During the Hitler putsch of November 9, 1923, when Prime Minister Eugen von Knilling and two ministers were in the hands of the insurgents, Franz Matt, as Deputy Prime Minister, moved to Regensburg with a rump cabinet as a precautionary measure in order to secure legitimate government power. While still in Munich he issued an appeal to the population against the "Prussian Ludendorff " who, according to the Frankfurter Zeitung of August 5, 1929, contributed significantly to overcoming the attempted coup. The assumption spread by the National Socialists that Matt heard the news of the Hitler coup during a dinner with Cardinal Michael von Faulhaber and the Papal Nuncio Eugenio Pacelli, who later became Pope Pius XII. , was immediately denied by the minister (Schmidt, p. 74f.).
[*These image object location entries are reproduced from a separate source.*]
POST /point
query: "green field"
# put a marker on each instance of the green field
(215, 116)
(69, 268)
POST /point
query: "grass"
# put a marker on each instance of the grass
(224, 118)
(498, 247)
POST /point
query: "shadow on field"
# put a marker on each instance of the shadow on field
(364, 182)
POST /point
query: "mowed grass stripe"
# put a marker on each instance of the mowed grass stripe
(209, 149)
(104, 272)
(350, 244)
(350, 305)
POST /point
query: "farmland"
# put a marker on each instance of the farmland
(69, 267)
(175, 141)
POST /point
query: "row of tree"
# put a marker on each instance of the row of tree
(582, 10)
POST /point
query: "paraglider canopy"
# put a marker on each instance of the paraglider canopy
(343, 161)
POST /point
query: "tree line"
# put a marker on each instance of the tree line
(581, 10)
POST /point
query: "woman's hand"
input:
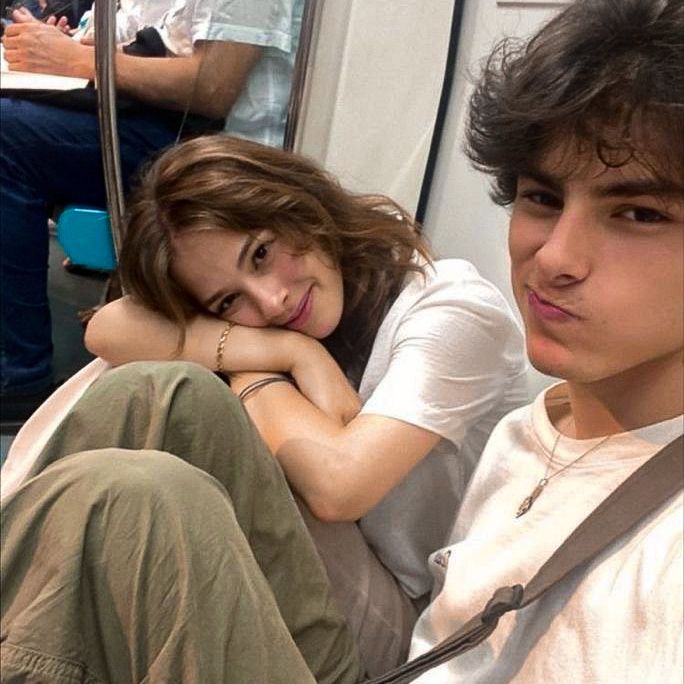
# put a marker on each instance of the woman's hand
(124, 331)
(322, 382)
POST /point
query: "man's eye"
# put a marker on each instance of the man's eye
(643, 215)
(542, 198)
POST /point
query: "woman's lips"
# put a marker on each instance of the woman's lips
(302, 313)
(546, 310)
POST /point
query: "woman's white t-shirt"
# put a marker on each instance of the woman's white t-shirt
(449, 357)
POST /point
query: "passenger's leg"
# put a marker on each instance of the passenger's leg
(122, 566)
(48, 155)
(380, 614)
(184, 409)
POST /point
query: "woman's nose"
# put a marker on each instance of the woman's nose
(272, 300)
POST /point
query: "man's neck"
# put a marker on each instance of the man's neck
(622, 403)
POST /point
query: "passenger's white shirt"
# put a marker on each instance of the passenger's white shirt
(618, 621)
(448, 357)
(261, 110)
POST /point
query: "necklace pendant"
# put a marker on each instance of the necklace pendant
(527, 502)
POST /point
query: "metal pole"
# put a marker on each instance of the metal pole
(299, 74)
(105, 80)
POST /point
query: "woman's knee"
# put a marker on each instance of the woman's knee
(181, 379)
(124, 476)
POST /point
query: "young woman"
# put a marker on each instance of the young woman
(373, 374)
(255, 262)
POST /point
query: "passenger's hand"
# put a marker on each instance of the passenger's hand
(42, 48)
(22, 16)
(323, 383)
(62, 24)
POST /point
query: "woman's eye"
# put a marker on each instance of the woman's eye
(643, 215)
(226, 304)
(260, 253)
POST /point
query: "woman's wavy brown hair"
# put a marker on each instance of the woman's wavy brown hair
(223, 183)
(607, 73)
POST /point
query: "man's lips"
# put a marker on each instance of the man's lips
(546, 309)
(301, 313)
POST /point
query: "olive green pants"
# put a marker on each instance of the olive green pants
(157, 541)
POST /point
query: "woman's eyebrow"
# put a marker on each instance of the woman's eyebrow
(244, 249)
After several strokes, Matt had to give up his ministerial office on October 11, 1926 for health reasons and withdrew from politics. Goodbye Prime Minister wrote to him Heinrich Held : "With exemplary loyalty and devotion and with a rare manpower They have served more than 38 years to the country and achieved outstanding in all your positions." Even the social democratic " Munich post of the minister" suggested goodbye conciliatory tone to: “We were always fierce opponents of the Minister of Education Matt. But we part from him with the recognition that as a person he was an open and honest character. ” (Schmidt, p. 30).

Matt was involved in the Catholic lay movement and was the founder of the “Palatinate Society for the Advancement of Science”. He received several honorary doctorates and numerous awards, the highest of which was the Grand Cross of the Papal Order of St. Gregory . Various publications refer to him as the "father of the Bavarian Concordat". Franz Matt is buried in the Nordfriedhof in Munich.

literature

  • Lydia Schmidt: Minister of Culture Franz Matt (1920-1926): School, church and art policy in Bavaria after the upheaval of 1918 (series of publications on Bavarian national history) . CH Beck, 2000, ISBN 3-406-10707-9 .
  • Viktor Carl: Lexicon of Palatinate Personalities , Hennig Verlag Edenkoben, 2004, ISBN 3-9804668-5-X , page 561; (Page 562 Father and Family).

Web links

Commons : Franz Matt  - Collection of images, videos and audio files

Individual evidence

  1. Cartell Association of Catholic German Student Associations (ed.), The honorary members, old men and students of the CV Vienna 1924, p. 356 u. P. 403.